A demolição do imóvel estava marcada para hoje, já que no âmbito administrativo não caberia ao proprietário mais recursos para impedir a demolição decretada no processo administrativo. Agora, o caso correrá na Justiça. O diretor de fiscalização da Floram, Bruno Palha, informou que a fundação já foi citada da decisão liminar que permite a continuidade das obras. “Vamos recorrer, certamente”, declarou.

Embargo foi pivô para pressão da Câmara contra diretora da Floram


No dia 1º de novembro do ano passado, a reforma na casa foi embargada pela ex-diretora de fiscalização da Floram, Elisa Rehn, mas os trabalhos continuaram, até que uma semana depois a fiscalização apreendeu todos os materiais e ferramentas, incluindo uma betoneira. O ato provocou um pedido coletivo de exoneração da ex-diretora.

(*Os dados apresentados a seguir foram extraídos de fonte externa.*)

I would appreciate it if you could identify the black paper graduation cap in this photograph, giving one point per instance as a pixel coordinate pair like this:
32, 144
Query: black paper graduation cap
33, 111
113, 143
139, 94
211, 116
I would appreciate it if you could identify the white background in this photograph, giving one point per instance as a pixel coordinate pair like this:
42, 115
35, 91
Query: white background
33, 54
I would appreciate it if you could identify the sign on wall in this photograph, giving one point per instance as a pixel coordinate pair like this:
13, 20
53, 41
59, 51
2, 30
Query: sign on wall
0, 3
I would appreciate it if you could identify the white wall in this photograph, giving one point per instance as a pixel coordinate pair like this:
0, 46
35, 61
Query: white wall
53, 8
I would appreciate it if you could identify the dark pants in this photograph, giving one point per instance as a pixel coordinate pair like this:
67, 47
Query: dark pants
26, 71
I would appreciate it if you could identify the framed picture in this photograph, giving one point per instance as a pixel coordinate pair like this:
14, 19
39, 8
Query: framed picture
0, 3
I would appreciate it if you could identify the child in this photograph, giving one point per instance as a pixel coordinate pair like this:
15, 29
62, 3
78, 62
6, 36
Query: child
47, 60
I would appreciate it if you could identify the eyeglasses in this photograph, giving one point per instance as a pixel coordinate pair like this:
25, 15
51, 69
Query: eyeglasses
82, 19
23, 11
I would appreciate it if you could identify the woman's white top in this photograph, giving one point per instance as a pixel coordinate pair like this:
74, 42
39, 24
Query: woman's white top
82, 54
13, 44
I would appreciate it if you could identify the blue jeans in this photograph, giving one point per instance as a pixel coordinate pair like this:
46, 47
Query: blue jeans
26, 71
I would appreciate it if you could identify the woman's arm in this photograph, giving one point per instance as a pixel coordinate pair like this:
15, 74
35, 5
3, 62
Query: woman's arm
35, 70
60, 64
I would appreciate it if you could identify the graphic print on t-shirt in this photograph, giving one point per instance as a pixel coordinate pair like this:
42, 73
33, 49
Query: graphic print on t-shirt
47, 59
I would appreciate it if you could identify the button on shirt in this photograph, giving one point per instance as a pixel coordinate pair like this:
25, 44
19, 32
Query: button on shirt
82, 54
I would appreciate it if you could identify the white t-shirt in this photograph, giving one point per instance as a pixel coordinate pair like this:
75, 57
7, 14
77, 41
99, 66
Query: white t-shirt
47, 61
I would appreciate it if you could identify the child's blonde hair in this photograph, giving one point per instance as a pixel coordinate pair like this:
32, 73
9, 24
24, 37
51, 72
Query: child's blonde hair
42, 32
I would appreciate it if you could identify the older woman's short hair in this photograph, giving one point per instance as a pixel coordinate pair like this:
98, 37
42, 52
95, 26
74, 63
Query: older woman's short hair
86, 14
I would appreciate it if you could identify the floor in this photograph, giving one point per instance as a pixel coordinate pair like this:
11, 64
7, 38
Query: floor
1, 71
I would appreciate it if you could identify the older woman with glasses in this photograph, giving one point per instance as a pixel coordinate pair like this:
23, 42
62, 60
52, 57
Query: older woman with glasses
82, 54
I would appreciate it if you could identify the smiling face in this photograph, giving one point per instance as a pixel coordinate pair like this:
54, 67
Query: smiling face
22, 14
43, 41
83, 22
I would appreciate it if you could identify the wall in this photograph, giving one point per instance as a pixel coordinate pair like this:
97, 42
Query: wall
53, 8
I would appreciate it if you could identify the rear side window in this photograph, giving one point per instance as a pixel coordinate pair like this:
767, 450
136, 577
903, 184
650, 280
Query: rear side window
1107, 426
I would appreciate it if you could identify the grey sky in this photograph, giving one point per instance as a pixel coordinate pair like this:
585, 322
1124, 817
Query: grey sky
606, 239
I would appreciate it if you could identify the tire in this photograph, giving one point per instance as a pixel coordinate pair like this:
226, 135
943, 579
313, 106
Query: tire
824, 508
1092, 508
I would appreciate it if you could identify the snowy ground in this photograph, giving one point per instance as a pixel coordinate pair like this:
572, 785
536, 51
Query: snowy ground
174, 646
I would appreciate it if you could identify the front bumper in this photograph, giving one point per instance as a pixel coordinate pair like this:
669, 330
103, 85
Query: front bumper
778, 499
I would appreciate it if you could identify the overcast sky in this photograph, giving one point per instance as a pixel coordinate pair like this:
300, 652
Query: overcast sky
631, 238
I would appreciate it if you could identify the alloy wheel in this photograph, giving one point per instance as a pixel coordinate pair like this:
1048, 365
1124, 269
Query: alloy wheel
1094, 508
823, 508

Subscrito por 14 vereadores e entregue ao prefeito Cesar Souza Júnior (PSD) no início deste ano, um abaixo-assinado pedindo a exoneração de Elisa foi o desfecho da série de embargos e multas aplicadas pela funcionária. Considerada como radical pelos parlamentares que endossaram o pedido, além de ter embargado a obra na casa da irmã do vereador Badeko, Elisa atuou na retirada de moradores na Ocupação Palmares, sobre áreas de preservação permanente na Serrinha, na suspeita de uso de equipamentos públicos para obras privadas no Sertão do Peri, no Sul da Ilha, também sobre área de preservação, entre outras situações polêmicas.

Elisa, funcionária do município há 30 anos, foi exonerada do cargo ainda em agosto. Apesar de confirmar ter recebido o pedido dos vereadores, a prefeitura disse que foi uma decisão de governo e que a servidora era necessária no Ipuf (Instituto de Planejamento Urbano de Florianópolis), local de sua lotação original. O ND tentou contato com a irmã de Badeko, que é funcionária comissionada da Secretaria de Fazenda, mas não recebeu retorno.